Joined: 04 Feb 2005
Location: Western Connecticut
To make 16ga blanks, I would use black powder, under a 1/2" fiber wad or 2, and roll crimped over an over shot card. You could stuff the shell with fiber wads, or cut the shells down to 2" or so.......
As to how much powder, use the shotgun 1/1 rule, an equal VOLUME of powder to shot, without the shot...... you could use an R16 shotcup for a measure.
A can of 1F black powder is a whole lot less than getting a gun you don't particularly want, and this could be a fun endeavor........
_________________ .....SQUIRREL, the OTHER dark meat.....
1929 Auto-5 28" mod
1934 Auto-5 30" full
Stevens Riverside Mdl 107 28" ICyl
Stevens Long Tom 36" mod
Stevens 94c Trap, 36" full
Ballistic Products prints a sheet on making poppers.

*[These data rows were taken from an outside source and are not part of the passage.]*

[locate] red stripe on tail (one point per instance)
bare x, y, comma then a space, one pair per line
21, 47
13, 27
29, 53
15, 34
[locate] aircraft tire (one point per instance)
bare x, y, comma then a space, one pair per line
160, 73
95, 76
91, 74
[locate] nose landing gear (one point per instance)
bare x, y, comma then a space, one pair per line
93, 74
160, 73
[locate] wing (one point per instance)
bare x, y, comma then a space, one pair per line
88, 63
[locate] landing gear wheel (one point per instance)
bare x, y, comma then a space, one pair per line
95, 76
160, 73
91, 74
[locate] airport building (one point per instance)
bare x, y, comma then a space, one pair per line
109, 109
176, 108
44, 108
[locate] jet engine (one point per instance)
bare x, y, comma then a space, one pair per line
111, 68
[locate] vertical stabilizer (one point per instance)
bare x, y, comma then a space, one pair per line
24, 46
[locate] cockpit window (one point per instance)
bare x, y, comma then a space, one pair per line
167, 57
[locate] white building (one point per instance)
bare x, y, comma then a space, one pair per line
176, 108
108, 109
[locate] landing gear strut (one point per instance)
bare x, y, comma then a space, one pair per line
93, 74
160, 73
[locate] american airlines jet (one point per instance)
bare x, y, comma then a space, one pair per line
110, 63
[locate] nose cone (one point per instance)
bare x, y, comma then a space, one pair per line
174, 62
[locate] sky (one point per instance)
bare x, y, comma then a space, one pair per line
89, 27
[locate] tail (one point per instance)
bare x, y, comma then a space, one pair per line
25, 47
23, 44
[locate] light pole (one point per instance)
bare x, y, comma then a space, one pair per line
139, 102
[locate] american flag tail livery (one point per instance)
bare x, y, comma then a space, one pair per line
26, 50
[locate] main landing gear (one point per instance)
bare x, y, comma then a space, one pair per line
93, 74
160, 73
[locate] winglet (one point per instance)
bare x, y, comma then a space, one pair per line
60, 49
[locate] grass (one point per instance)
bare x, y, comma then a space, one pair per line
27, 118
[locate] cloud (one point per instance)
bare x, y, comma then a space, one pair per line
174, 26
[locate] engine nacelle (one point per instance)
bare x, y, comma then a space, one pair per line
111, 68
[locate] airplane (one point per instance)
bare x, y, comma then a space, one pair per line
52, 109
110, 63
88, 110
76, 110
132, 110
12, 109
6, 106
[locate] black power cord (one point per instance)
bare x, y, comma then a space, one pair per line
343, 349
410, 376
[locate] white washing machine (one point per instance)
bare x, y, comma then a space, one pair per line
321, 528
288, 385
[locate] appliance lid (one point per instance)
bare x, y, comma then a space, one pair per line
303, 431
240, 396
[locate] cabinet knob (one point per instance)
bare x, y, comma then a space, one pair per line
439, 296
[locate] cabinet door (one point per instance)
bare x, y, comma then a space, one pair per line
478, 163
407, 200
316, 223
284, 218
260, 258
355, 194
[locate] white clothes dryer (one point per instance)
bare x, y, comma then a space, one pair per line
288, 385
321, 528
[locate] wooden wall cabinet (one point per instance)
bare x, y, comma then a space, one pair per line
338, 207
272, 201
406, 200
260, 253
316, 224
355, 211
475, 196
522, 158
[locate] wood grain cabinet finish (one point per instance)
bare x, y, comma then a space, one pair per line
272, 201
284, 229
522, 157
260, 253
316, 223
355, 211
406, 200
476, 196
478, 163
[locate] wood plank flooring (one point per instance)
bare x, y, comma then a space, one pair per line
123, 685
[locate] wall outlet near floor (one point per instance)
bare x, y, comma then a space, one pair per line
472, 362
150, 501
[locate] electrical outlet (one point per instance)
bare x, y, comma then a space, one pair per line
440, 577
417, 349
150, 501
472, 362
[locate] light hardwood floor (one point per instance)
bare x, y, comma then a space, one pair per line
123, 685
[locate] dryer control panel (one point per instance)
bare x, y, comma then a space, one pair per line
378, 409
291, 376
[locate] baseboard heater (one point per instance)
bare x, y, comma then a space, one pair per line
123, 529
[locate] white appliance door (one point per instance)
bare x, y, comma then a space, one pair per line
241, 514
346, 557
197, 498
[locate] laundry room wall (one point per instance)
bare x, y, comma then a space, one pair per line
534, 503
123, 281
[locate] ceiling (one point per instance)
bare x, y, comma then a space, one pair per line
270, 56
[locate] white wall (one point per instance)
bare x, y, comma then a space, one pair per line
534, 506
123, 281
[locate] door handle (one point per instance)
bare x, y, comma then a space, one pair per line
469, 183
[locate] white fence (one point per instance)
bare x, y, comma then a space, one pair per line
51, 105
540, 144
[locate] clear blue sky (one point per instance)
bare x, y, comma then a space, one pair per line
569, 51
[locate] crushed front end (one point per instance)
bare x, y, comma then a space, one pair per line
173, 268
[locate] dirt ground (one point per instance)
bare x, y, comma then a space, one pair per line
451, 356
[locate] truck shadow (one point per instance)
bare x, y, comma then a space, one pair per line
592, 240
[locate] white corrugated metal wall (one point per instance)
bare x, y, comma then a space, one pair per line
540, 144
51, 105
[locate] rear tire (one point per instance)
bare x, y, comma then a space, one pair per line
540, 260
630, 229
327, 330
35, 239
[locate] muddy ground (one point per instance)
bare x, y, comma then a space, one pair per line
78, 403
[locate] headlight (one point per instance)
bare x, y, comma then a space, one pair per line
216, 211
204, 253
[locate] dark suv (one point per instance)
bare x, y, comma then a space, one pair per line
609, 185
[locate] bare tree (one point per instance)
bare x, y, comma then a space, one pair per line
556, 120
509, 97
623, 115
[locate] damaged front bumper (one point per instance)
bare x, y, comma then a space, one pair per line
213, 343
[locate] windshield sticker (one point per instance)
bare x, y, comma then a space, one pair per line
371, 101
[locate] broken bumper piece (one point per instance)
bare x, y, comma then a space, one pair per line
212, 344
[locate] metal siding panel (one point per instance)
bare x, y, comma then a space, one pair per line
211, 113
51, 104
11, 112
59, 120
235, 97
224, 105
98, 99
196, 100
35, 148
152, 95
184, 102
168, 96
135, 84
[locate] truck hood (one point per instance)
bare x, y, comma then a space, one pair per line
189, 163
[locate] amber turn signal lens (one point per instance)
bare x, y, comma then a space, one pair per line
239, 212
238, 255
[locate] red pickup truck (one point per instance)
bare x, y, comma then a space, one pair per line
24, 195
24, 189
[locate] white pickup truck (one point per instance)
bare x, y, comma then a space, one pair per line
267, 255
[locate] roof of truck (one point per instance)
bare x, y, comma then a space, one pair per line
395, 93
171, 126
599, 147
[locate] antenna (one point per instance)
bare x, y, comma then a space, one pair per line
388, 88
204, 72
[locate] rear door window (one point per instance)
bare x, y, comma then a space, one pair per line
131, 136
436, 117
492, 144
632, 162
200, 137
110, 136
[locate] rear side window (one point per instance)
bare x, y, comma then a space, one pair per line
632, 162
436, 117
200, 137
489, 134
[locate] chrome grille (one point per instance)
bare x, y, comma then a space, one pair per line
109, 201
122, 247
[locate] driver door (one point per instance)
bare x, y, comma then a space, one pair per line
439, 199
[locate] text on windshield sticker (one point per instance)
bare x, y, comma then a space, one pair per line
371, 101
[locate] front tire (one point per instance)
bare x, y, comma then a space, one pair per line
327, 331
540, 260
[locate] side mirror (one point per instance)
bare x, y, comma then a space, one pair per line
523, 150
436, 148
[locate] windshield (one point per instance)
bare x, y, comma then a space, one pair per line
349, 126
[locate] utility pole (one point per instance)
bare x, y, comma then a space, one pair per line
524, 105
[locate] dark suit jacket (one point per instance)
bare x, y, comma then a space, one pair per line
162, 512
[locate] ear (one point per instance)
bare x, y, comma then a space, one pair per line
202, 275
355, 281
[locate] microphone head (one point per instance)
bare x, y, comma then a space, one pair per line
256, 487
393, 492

They used to give them away with an order, I think. Basically, it calls for 25gr of a fast powder, such as Green Dot, a plastic overpowder gas seal, a nitro card, the hull filled with felt wads and another nitro card, and a normal folded crimp. Pressures will be low.
The above mentioned load recipie is for 12 ga poppers. For the 16 I would say cut it back to 20 grains of a fast burning powder then try it. You basically use a hot primer such as the Federal 209A or CCI 209M, a very fast burn rate powder such as Red Dot,Green Dot, 700X, etc. and either gas seals and filler wads to fill the rest of the hull up so you can get a decent crimp.
For 12 ga poppers I use 25-30 grains of Green Dot, 1 12 ga nitro card and three 12 ga 1/2" fillers then fold crimp. The thing I like about the nitro card and filler wads vs the plastic gas seals is the fact plastic dosen't biodegrade, paper cards and fiber wads do. Keeps the outdoors a bit cleaner.
Joined: 08 Oct 2006
Location: Tappahannock, Virginia
Re-opening this Old thread instead of starting a new one...
I have about 2/3lbs of TiteGroup powder left over from metallic loading. I was thinking it might be a good faster type powder for a popper load?? would be using a over-powder card and probably 3 fiber wads and finish with a roll crimp.
15 grains a good place to start? Just guestimating on this as a starting point?
Those sound like really expensive shells to construct... wad fillers are more expensive than the wads usually... All you need is something to press against your crimp hey?
Why not just put a nitro-card in above the powder, then a stack of corrugated cardboard type cutouts, or foam from meat trays? I've got some punches from Harbor Freight, as well as paper punches that make nice 1/2" discs and others that just fit inside a 12ga hull. Same thing, but why waste $$ on fiber wads and felt wads, these are where BPI makes it's profit I'd say.
I know that this doesn't solve getting rid of old powders, but, I just take the gauge I want, load them with primers and have at it with them. Saves my hearing(the little that is left for the aids), saves the dog's hearing, and goes pop, hence popper. Not too high tech but low cost. Just make sure you clean your barrel after.
_________________ So after further consideration, a day in the field is better than a day anywhere else! (but, you shoulda been here yesterday)
Joined: 08 Oct 2006
Location: Tappahannock, Virginia
I’m currently using primed shells for popper needs, but up coming tests will need a loaded popper shell. So in advance prep to have as much set up like the tests, I’d like to have an option and burn some unused powder while saving the the other powders for real loads....
I have loaded lots of these in 20 gauge for training with NAVHDA
I use any hull i can find mostly straight wall euro hulls and the cheapest primers noble sports, fast burning powder 20 grains and what ever wad I can find cheap then I fill it with corn cob media for polishing brass cases crimp it down tight works great
I have used course saw dust as well don't know why that would not work for a 16
Joined: 15 Dec 2009
Location: eastern oregon
This thread brings back memories of High School band in my senior year. My friend and I both played baritone saxophone and we both had 16 ga shotguns. The band was going to perform the 1812 Overture for the final concert of the spring season. Our Conductor wanted realistic cannon fire for the closing of the piece. So my friend and I loaded up blank shells with black powder and wads. There are 16 cannon blasts in the piece, but we could only load for 9 of them. I could put 5 in my remington 870 and my buddy had a double barrel and he could reload for 4 shots total. Near the end of the Overture, we snuck out of our places to go to the band room and retrieve our guns and run through the halls to stand in the foyer next to the auditorium. We timed our firing with the musical score, and it was LOUD and the smoke! The audience had no idea this was going to happen, but it was a big hit. When the Overture was over we climbed back on stage with our guns and took a bow with the full band. My saxophone playing was never as good as those shotgun blasts.